I wrote a quick little script to time a a set of functions testing the use cases of not knowing whether an element in a dictionary exists or not prior to referencing it. There are a set where it doesn’t exist and set where it does. The numbers are interesting:
The case where the key does not exist:
1,000 iterations:
with_try (1.562 ms)
with_try_exc (2.166 ms)
without_try (0.233 ms)
without_try_not (0.201 ms)
100,000 iterations:
with_try (168.793 ms)
with_try_exc (223.589 ms)
without_try (24.877 ms)
without_try_not (20.992 ms)
1,000,000 iterations:
with_try (1571.420 ms)
with_try_exc (2228.899 ms)
without_try (250.723 ms)
without_try_not (219.819 ms)
The case where the key does exist:
1,000 iterations:
exists_with_try (0.154 ms)
exists_with_try_exc (0.141 ms)
exists_without_try (0.216 ms)
exists_without_try_not (0.220 ms)
100,000 iterations:
exists_with_try (15.647 ms)
exists_with_try_exc (15.165 ms)
exists_without_try (22.302 ms)
exists_without_try_not (23.364 ms)
1,000,000 iterations:
exists_with_try (158.330 ms)
exists_with_try_exc (158.038 ms)
exists_without_try (233.005 ms)
exists_without_try_not (237.813 ms)
From these results, I think it is fair to quickly determine a number of conclusions:
- If there is a high likelihood that the element doesn’t exist, then you are better off checking for it with
has_key.
- If you are not going to do anything with the Exception if it is raised, then you are better off not putting one have the
except
- If it is likely that the element does exist, then there is a very slight advantage to using a try/except block instead of using
has_key, however, the advantage is very slight.

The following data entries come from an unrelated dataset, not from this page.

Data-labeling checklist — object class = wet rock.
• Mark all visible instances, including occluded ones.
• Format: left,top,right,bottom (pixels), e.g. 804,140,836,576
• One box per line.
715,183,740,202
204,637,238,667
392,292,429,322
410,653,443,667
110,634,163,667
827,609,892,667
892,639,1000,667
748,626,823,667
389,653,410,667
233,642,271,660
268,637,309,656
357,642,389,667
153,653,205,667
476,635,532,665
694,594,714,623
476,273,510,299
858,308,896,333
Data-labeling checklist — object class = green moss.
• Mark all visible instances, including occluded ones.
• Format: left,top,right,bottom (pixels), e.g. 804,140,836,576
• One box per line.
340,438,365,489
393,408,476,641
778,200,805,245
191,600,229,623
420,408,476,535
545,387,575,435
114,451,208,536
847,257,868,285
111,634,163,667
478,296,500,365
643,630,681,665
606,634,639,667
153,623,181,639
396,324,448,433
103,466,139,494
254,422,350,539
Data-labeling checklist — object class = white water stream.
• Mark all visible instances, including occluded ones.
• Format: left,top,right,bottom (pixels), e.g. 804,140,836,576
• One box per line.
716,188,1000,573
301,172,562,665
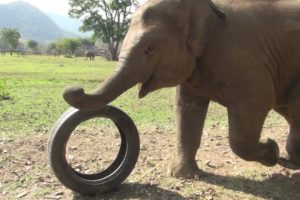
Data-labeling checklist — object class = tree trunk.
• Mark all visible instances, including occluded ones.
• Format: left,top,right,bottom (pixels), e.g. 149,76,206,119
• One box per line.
109,46,119,61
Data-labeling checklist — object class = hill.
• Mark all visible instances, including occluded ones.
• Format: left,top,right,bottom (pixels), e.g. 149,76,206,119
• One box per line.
47,13,92,37
0,1,75,42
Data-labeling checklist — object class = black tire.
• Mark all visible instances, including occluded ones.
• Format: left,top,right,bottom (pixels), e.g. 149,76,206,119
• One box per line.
48,105,140,195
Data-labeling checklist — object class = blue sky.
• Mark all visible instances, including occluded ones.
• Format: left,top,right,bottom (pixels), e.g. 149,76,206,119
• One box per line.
0,0,146,15
0,0,69,15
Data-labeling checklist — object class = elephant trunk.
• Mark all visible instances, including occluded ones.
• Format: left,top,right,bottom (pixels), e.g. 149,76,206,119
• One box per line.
63,63,141,110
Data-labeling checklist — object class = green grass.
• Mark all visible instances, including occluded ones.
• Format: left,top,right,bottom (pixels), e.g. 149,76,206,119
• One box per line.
0,56,282,136
0,56,174,136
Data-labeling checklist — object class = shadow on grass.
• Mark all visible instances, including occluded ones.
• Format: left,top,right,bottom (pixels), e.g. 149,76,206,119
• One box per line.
73,183,186,200
200,172,300,200
73,172,300,200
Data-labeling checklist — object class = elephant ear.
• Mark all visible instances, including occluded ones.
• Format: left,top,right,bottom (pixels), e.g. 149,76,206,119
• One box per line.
187,0,226,57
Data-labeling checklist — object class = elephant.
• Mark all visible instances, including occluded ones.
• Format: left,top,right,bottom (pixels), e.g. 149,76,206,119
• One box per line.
63,0,300,178
85,51,96,60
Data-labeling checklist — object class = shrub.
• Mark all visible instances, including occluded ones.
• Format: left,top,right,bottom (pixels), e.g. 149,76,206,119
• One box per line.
0,80,11,100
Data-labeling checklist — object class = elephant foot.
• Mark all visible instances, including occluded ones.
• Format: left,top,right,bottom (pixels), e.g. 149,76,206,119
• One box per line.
277,156,300,170
168,161,204,179
258,139,279,167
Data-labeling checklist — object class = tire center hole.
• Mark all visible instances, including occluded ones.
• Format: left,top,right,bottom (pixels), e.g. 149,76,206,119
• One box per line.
66,117,121,174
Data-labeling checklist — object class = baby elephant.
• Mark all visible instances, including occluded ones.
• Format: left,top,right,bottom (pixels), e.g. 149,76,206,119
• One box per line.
64,0,300,178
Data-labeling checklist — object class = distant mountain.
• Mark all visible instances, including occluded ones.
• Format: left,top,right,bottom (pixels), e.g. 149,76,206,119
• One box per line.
0,1,75,42
47,13,92,37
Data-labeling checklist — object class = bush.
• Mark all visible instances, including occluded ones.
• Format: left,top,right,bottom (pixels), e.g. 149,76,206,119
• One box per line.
0,80,11,100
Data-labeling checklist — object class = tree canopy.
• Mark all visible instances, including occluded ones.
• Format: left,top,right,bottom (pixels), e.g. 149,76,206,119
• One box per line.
69,0,137,60
57,38,81,57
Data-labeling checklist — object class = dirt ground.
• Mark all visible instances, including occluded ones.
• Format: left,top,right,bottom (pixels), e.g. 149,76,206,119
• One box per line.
0,127,300,200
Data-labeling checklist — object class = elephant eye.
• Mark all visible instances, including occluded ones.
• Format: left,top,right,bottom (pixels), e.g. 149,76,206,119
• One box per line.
145,44,155,56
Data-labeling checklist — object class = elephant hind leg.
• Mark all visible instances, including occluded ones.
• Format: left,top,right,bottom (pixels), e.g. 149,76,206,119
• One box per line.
228,103,279,166
286,80,300,167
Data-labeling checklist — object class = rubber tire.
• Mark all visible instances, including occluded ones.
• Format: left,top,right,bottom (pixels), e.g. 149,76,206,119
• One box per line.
48,105,140,195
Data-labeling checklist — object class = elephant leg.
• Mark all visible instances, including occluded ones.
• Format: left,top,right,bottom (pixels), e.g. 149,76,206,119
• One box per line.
168,84,209,178
286,81,300,168
228,100,279,166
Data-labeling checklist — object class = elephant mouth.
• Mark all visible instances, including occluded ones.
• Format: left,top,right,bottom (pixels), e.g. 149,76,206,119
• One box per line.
138,75,154,98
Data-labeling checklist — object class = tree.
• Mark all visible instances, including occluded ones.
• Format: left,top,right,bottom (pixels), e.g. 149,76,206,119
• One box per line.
27,40,38,52
57,38,80,57
0,28,21,55
69,0,137,60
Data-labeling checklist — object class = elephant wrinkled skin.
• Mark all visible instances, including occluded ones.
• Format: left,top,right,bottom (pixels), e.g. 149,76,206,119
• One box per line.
64,0,300,178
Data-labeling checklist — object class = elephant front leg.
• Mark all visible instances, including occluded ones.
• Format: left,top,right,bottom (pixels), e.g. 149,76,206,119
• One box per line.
168,85,209,178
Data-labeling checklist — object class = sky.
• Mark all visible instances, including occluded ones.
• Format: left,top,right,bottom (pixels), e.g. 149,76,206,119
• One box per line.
0,0,145,16
0,0,69,16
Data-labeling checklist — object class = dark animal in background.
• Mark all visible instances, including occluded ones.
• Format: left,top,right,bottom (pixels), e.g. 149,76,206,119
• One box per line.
85,51,96,60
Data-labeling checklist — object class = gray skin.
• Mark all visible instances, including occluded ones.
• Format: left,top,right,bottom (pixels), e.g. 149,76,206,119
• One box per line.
64,0,300,178
85,51,95,60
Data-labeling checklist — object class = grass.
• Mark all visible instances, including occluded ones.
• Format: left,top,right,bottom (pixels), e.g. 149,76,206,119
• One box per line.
0,56,174,136
0,56,238,136
0,56,300,199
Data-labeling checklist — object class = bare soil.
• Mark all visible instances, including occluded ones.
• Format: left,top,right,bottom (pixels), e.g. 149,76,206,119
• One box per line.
0,127,300,200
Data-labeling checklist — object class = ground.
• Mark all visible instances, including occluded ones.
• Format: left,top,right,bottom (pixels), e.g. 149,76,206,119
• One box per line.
0,122,300,200
0,56,300,200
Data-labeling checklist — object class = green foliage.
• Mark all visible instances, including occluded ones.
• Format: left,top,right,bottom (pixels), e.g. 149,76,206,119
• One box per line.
0,80,10,101
47,42,58,53
0,28,21,50
69,0,137,60
57,38,81,57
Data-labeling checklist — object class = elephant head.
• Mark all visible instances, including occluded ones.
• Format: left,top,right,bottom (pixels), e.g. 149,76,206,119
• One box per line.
63,0,225,110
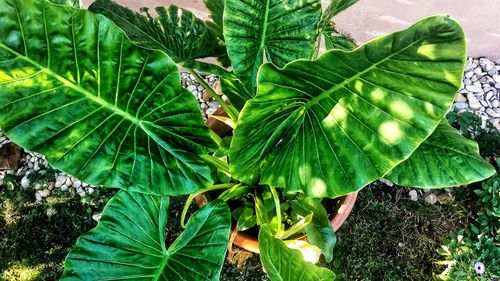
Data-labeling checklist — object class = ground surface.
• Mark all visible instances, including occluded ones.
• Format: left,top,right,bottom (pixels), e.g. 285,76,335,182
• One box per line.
0,177,472,281
0,59,500,281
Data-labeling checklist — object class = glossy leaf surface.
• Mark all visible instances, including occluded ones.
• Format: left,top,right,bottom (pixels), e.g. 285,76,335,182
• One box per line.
385,120,495,188
291,198,337,262
259,225,335,281
220,77,253,110
323,27,356,51
0,0,215,195
89,0,226,71
61,191,231,281
230,16,465,197
320,0,358,28
224,0,321,92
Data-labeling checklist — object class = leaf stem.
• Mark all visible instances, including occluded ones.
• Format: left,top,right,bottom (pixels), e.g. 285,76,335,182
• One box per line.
181,183,237,228
189,69,239,123
219,183,253,202
269,186,283,236
199,154,230,173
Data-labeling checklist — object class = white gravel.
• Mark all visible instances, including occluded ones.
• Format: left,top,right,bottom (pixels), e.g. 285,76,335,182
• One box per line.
0,58,500,201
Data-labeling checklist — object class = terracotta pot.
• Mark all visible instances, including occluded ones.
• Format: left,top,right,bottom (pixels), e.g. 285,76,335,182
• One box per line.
199,108,358,253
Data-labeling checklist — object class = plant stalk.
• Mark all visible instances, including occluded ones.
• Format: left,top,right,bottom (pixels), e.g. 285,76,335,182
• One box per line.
269,186,284,236
189,69,239,123
199,154,230,173
181,183,236,228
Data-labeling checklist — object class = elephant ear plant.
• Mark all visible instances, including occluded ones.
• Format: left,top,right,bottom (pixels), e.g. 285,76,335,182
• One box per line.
0,0,494,280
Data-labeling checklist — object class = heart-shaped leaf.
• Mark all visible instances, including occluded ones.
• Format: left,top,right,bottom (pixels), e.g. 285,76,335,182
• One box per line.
230,16,465,197
61,191,231,281
259,225,335,281
0,0,216,195
385,120,495,188
89,0,227,71
291,198,337,262
224,0,321,92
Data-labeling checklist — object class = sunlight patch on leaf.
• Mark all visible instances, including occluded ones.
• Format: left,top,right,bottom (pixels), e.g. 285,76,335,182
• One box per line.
378,121,403,144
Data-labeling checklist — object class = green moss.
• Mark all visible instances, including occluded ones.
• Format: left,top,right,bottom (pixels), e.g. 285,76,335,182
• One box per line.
326,183,468,281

There is obviously a lot missing from this analysis and it really doesn’t provide anything of earth-shattering revelation — using exception handling logic where you don’t expect to encounter many exceptions is going to be more expensive. It just seemed like a good excuse to write a little Python.
For those interested here is the script I wrote to arrive at the numbers above:
import time
def time_me(function):
def wrap(*arg):
start = time.time()
r = function(*arg)
end = time.time()
print "%s (%0.3f ms)" % (function.func_name, (end-start)*1000)
return r
return wrap
# Not Existing
@time_me
def with_try(iterations):
d = {'somekey': 123}
for i in range(0, iterations):
try:
get = d['notexist']
except:
pass
@time_me
def with_try_exc(iterations):
d = {'somekey': 123}
for i in range(0, iterations):
try:
get = d['notexist']
except Exception, e:
pass
@time_me
def without_try(iterations):
d = {'somekey': 123}
for i in range(0, iterations):
if d.has_key('notexist'):
pass
else:
pass
@time_me
def without_try_not(iterations):
d = {'somekey': 123}
for i in range(0, iterations):
if not d.has_key('notexist'):
pass
else:
pass
# Existing
@time_me
def exists_with_try(iterations):
d = {'somekey': 123}
for i in range(0, iterations):
try:
get = d['somekey']
except:
pass
@time_me
def exists_with_try_exc(iterations):
d = {'somekey': 123}
for i in range(0, iterations):
try:
get = d['somekey']
except Exception, e:
pass
@time_me
def exists_without_try(iterations):
d = {'somekey': 123}
for i in range(0, iterations):
if d.has_key('somekey'):
pass
else:
pass
@time_me
def exists_without_try_not(iterations):
d = {'somekey': 123}
for i in range(0, iterations):
if not d.has_key('somekey'):
pass
else:
pass
print "The case where the key does not exist:"
print "1,000 iterations:"
with_try(1000)
with_try_exc(1000)
without_try(1000)
without_try_not(1000)
print "\n100,000 iterations:"
with_try(100000)
with_try_exc(100000)
without_try(100000)
without_try_not(100000)
print "\n1,000,000 iterations:"
with_try(1000000)
with_try_exc(1000000)
without_try(1000000)
without_try_not(1000000)
print "\n\nThe case where the key does exist:"
print "1,000 iterations:"
exists_with_try(1000)
exists_with_try_exc(1000)
exists_without_try(1000)
exists_without_try_not(1000)
print "\n100,000 iterations:"
exists_with_try(100000)
exists_with_try_exc(100000)
exists_without_try(100000)
exists_without_try_not(100000)
print "\n1,000,000 iterations:"
exists_with_try(1000000)
exists_with_try_exc(1000000)
exists_without_try(1000000)
exists_without_try_not(1000000)
Update: Recently I updated my blog to process posts as if they were written in markdown. Just updating the raw post to markdown syntax.